It is worth recalling Anti-Climacus’s typology of despair. First of all, there is the despair which springs from a sense of infinitude and possibility – a lack of attachment to the world, a lack of definition or finitude; the temptation to fantasy and imagination. Secondly, and conversely, there is the despair of finitude and necessity – too much attachment to the world; one’s existence is defined by tasks and duties; the temptation to join the crowd or the mass; fatalism, determinism. Thirdly, there is also a despair which is as it were ignorant of itself, of its true nature. This seems to be linked, fourthly, to a general weakness, whereby one does not have the strength to become a self. The despair of youth, sighing over a future; the despair of age, sighing over lost youth. Here, one might despair over everything earthly – a despair, here, of one’s incapacity to escape despair. One senses the infinite, the eternal, in as it were its negative aspect (one is suspended between the two sides of the self). This is what Anti-Climacus calls indesluttede, which is translated, somewhat awkwardly, as inclosing reserve, in which the self is as it were shut up in itself. Inclosing reserve admits of degrees – it is possible to do so whilst retaining ordinary relations with the world, but it can also become more severe. Then, fifthly, there is the defiant, demonic despair of one who rejects God.
Presumably, Judge William has already passed through despair and chosen himself. Nevertheless, there is a suggestion that he, too, despairs, since he still does not understand that his will lies in God’s gift. Am I right to think he will not allow himself to be born out of despair – to have done with the sickness unto death? As Anti-Climacus argues, death, for the Christian, is no longer simply opposed to physical life. It is possible to die into a new life: to die through despair and to be born anew. Then Judge William despairs even if this despair does not manifest itself directly (see the third type of despair in the previous paragraph). - I should reread the pages on marriage from Either/Or. Broadly, crudely, I venture that the Judge is not aware of his despair because of his relationship with his wife which in some respect shelters him from God. This, no doubt, is too quick - but Quidam's Diary, placed after the long letter from the Judge in Stages on Life's Way, perhaps attests to a despair of which the Judge is not yet capable.
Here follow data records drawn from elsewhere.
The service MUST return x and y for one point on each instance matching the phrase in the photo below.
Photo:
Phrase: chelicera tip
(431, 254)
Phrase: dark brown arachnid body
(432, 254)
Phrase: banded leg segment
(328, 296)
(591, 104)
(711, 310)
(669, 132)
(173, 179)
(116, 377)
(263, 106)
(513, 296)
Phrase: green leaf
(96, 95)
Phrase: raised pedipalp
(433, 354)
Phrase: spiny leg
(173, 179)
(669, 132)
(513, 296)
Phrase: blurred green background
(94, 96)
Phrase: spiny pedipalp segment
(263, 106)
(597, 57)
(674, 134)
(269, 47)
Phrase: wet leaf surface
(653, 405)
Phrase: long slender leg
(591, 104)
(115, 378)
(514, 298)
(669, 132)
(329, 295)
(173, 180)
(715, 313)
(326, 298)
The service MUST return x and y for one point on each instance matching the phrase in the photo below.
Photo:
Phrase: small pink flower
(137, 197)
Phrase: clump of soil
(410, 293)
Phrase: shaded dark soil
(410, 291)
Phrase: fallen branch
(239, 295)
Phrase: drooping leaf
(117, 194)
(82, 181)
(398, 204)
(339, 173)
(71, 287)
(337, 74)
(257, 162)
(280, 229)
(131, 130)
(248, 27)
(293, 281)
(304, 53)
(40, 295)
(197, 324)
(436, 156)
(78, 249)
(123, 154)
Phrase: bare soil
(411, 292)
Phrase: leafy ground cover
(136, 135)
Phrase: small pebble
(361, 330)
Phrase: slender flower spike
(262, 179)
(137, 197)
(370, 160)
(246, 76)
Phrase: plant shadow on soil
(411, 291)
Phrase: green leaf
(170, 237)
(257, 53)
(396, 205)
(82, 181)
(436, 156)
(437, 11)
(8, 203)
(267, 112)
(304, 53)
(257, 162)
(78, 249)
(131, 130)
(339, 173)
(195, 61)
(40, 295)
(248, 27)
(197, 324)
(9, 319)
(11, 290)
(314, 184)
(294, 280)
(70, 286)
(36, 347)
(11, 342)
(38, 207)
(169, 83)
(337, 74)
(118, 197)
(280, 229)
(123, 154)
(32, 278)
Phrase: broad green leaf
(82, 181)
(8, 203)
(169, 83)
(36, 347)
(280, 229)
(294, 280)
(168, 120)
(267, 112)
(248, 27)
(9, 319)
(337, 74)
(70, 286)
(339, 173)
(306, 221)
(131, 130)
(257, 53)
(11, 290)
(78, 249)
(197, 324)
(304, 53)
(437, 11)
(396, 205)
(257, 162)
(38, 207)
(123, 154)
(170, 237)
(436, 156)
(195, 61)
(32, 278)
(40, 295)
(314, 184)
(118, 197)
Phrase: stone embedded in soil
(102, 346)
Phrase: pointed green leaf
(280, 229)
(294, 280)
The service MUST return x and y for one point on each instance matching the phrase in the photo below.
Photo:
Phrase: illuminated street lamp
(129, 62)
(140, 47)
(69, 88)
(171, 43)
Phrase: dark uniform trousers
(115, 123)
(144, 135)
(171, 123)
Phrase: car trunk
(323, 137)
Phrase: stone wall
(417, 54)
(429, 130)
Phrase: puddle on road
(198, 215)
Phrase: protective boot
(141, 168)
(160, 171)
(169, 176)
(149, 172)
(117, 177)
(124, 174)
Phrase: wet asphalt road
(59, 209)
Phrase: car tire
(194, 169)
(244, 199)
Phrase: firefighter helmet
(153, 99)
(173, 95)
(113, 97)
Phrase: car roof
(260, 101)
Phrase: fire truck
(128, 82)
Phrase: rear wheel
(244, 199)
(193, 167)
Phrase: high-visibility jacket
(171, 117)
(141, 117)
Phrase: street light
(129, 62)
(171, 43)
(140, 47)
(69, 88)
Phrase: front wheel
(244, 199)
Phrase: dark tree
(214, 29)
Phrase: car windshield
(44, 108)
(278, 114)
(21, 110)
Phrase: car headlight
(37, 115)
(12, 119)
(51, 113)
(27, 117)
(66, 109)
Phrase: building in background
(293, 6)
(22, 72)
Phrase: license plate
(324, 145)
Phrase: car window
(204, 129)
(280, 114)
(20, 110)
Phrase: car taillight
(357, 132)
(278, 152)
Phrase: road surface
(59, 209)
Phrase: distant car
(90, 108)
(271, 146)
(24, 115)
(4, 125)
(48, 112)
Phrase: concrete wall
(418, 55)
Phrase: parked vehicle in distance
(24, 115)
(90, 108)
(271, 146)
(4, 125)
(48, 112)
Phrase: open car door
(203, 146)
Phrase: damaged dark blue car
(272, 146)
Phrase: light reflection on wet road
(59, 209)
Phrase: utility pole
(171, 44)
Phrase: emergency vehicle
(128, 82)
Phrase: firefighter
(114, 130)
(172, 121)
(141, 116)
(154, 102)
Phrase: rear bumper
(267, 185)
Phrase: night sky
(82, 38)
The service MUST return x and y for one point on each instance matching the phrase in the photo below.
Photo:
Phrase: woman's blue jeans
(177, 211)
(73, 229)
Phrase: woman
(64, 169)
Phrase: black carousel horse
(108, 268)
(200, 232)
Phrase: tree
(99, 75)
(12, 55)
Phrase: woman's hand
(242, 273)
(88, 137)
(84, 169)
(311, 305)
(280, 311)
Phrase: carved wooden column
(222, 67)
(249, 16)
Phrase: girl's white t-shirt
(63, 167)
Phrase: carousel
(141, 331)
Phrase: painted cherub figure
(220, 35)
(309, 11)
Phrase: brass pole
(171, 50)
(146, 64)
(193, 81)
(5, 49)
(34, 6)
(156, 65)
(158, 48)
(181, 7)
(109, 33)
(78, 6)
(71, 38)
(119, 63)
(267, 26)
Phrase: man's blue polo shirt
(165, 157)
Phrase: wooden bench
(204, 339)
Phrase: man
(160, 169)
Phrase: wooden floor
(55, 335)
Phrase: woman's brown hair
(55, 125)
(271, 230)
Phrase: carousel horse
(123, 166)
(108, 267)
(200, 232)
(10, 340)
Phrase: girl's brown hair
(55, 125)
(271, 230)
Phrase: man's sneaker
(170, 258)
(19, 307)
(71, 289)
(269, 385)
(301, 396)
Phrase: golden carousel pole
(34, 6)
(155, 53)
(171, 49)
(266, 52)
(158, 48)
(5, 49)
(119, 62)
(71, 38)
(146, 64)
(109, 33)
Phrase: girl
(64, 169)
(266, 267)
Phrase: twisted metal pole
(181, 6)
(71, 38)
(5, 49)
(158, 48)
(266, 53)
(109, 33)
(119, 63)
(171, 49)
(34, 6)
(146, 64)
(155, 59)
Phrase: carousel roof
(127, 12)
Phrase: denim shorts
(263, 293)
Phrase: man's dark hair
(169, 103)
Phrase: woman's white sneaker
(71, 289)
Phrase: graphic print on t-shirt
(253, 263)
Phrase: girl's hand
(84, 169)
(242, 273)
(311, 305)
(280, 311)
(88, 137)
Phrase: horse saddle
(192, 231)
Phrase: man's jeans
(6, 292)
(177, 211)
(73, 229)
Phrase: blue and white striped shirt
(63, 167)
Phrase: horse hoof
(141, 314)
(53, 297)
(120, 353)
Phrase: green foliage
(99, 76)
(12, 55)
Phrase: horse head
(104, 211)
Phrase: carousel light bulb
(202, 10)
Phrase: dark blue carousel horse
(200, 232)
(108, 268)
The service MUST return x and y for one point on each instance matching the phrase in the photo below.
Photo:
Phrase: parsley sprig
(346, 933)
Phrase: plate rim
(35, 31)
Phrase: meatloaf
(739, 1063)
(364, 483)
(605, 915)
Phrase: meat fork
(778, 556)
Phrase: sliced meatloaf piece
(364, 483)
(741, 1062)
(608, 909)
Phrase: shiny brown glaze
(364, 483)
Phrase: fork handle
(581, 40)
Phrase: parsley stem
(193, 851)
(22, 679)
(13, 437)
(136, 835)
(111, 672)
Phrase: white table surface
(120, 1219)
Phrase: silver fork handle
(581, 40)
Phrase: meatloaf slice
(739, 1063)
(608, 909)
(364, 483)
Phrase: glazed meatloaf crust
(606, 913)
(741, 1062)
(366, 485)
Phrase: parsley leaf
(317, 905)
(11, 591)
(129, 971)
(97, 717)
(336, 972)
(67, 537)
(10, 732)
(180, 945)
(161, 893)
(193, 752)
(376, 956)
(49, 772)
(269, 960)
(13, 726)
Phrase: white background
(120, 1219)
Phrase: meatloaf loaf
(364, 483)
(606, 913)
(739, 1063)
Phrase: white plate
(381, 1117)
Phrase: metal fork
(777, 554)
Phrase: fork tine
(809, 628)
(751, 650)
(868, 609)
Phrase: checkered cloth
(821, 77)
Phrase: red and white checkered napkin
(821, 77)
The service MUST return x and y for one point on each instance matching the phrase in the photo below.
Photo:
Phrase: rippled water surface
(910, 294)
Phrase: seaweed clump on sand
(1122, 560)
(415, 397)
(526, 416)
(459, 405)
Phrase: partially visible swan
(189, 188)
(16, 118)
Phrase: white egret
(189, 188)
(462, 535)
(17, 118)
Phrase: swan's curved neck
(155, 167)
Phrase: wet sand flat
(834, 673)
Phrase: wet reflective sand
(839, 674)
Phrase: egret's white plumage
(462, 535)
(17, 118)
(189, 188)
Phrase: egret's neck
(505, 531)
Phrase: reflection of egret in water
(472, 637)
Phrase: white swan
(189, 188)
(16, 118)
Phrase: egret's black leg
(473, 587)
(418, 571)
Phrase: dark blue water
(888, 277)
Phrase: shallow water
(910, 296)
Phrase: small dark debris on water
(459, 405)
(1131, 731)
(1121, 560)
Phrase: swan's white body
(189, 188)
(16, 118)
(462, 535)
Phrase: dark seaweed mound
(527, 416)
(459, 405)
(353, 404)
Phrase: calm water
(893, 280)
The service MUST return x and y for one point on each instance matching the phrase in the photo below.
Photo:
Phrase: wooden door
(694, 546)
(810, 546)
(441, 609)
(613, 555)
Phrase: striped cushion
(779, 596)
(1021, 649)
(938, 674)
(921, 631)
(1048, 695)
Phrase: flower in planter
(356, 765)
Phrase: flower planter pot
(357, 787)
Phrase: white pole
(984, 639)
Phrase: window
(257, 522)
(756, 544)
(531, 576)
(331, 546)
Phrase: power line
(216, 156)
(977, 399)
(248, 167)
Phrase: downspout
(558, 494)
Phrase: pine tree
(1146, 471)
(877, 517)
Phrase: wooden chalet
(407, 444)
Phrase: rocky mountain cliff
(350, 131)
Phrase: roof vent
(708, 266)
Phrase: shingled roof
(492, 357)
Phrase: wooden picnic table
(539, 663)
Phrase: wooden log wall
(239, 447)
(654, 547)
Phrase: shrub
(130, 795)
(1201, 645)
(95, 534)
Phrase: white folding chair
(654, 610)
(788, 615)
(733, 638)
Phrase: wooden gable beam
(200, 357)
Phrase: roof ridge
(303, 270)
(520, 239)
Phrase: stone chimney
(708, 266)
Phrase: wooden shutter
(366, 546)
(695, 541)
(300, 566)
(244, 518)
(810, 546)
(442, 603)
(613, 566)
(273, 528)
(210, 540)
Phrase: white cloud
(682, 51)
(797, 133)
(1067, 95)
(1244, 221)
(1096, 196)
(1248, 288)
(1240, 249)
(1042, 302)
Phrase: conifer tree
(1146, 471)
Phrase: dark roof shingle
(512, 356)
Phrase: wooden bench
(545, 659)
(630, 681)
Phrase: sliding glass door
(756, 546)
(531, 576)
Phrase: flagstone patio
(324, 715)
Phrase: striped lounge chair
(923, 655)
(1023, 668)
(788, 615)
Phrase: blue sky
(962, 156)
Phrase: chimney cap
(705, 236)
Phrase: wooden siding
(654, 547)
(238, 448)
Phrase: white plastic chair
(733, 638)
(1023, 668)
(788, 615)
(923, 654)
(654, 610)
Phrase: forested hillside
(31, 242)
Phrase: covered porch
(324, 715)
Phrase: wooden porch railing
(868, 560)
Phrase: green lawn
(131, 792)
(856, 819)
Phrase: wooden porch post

Ah, the mysteries of Kierkegaard's authorship. It would be pleasant to enter this labyrinth and spend a life wandering its byways. And with what result? True, a life pleasantly spent is already a great deal - and perhaps it is enough. But there is the leap beyond commentary through which one might be able to write, just to write, a 'work of philosophy'. Is this possible? It is a false alternative; remember the great commentaries which are more than commentaries - Heidegger's lectures, for example. But what would it be to start a book in your own name? Perhaps there is a kind of despair, a doubt (fortvivlelse), fostered by academia: one is never able to start, to resolve to start, to bring oneself into the beginning that would allow a work to be born. Having finished my book review, and with only the task of writing an abstract between me and the drafting of my second book, I wonder whether the pleasantness of writing conceals a kind of despair. Isn't academic writing - the apparent proficiency of writing - already a ruse and an alibi?